In MotoGP, the engines cannot be modified by regulation, development is frozen, and nor can they be opened to replace parts, unless there are safety problems or it is demonstrated that the component causing the problems has manufacturing defects.
Even here, however, it is the MSMA – the association that brings together all the MotoGP manufacturers – who decides and, in this case, it is necessary to have unanimity.
Everyone was expecting Yamaha to submit a request to resolve the problem, but as far as GPOne.com has been able to find out, at the time of writing this has not yet been done.
If it is actually necessary to replace a part of the engine to solve the problem, the only case in which it is possible to skip the MSMA is when this is "external", that is, it can be changed without opening the seals.
Otherwise it must be demonstrated that this is a problem of reliability and that the necessary modifications do not increase the engine performance in any way. To do this, it is therefore necessary to show everyone the origin of the fault, unveiling some secrets, going into the details of the offending part.
After all, it was the same thing that happened to Ducati when the other manufacturers appealed against the 'spoon'. On that occasion, the Borgo Panigale technicians had to explain in detail how that part works. If Yamaha turns to the MSMA, it must therefore clearly show the problem, with absolute transparency and the certainty that it has no advantages to have unanimity.
Clearly, it is easy that Yamaha will come up against some resistance, especially after a perfect start to the championship, with a double win in the first two GPs. In addition, most manufacturers turned up their noses when they learned that Vinales had already punched his 5th engine in the second race.
This year, in fact, there has been a change in the regulation, as there is no certainty about how many Grand Prix races can be run. Riders of manufacturers who are not in concession regime have 4 engines available for a championship of up to 11 races, which become 5 if the championship goes up to 14 races.

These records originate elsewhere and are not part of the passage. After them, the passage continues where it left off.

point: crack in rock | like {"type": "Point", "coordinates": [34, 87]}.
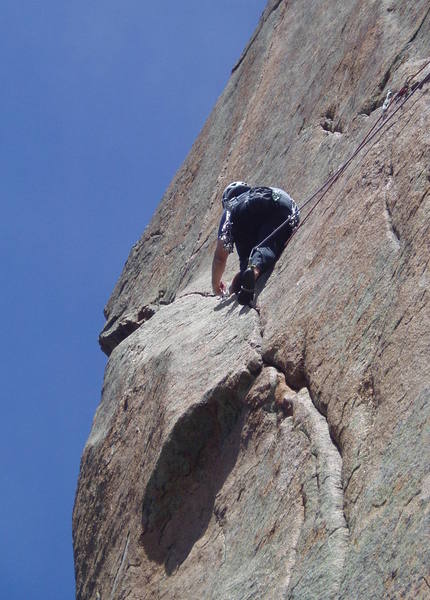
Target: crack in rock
{"type": "Point", "coordinates": [325, 532]}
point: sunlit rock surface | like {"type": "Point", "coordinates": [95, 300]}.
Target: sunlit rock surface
{"type": "Point", "coordinates": [195, 482]}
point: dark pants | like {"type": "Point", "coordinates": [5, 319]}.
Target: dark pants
{"type": "Point", "coordinates": [255, 219]}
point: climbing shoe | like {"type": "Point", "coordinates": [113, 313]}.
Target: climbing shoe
{"type": "Point", "coordinates": [247, 287]}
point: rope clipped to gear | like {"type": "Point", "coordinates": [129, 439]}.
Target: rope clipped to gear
{"type": "Point", "coordinates": [401, 97]}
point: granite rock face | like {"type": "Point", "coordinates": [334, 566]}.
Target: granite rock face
{"type": "Point", "coordinates": [281, 452]}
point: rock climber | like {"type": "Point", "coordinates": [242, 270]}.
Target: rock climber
{"type": "Point", "coordinates": [250, 215]}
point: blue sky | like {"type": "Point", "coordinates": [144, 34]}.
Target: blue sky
{"type": "Point", "coordinates": [100, 103]}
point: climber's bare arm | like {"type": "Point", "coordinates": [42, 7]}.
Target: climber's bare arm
{"type": "Point", "coordinates": [218, 267]}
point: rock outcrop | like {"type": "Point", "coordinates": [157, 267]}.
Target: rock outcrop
{"type": "Point", "coordinates": [281, 452]}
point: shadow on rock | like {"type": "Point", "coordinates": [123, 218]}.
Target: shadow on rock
{"type": "Point", "coordinates": [194, 463]}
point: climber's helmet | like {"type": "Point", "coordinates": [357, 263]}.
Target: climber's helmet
{"type": "Point", "coordinates": [235, 188]}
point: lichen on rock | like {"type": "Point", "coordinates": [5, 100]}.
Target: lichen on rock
{"type": "Point", "coordinates": [284, 452]}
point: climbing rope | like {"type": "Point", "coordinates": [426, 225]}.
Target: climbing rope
{"type": "Point", "coordinates": [402, 96]}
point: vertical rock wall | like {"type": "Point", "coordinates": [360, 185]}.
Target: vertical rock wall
{"type": "Point", "coordinates": [193, 483]}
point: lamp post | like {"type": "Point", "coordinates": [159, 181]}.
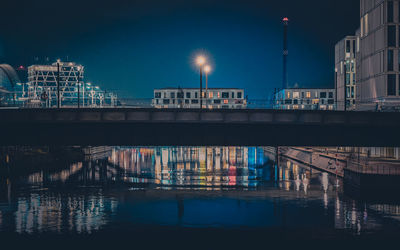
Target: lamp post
{"type": "Point", "coordinates": [200, 62]}
{"type": "Point", "coordinates": [207, 70]}
{"type": "Point", "coordinates": [79, 87]}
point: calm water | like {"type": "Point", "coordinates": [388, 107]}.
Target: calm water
{"type": "Point", "coordinates": [171, 191]}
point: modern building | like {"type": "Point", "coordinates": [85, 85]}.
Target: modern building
{"type": "Point", "coordinates": [345, 73]}
{"type": "Point", "coordinates": [377, 58]}
{"type": "Point", "coordinates": [214, 98]}
{"type": "Point", "coordinates": [305, 99]}
{"type": "Point", "coordinates": [379, 55]}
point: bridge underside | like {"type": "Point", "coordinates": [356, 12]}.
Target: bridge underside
{"type": "Point", "coordinates": [114, 127]}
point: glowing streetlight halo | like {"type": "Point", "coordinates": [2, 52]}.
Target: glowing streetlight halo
{"type": "Point", "coordinates": [207, 68]}
{"type": "Point", "coordinates": [200, 60]}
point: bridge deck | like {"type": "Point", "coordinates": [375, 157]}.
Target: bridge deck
{"type": "Point", "coordinates": [198, 127]}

Many observers thought that the 5th engine could not be used until the 11th race, because there is the possibility that some Grand Prix races may be cancelled given the international health situation.
Instead it has happened and the other constructors turned up their noses at the decision of technical director Aldridge to allow it. In fact, if 3 Grand Prix races were cancelled, Vinales would have had an advantage over all the other riders (who have just used two engines, with the exception of his brand mates who are already at 4).
Here then the issue becomes purely political and Yamaha, in addition to good engineers, will have to make sure that they also have allies in MSMA. Provided that the problem cannot be resolved in any other way, but Yamaha, which we asked about this in the past few days, did not want to issue any declaration on the matter.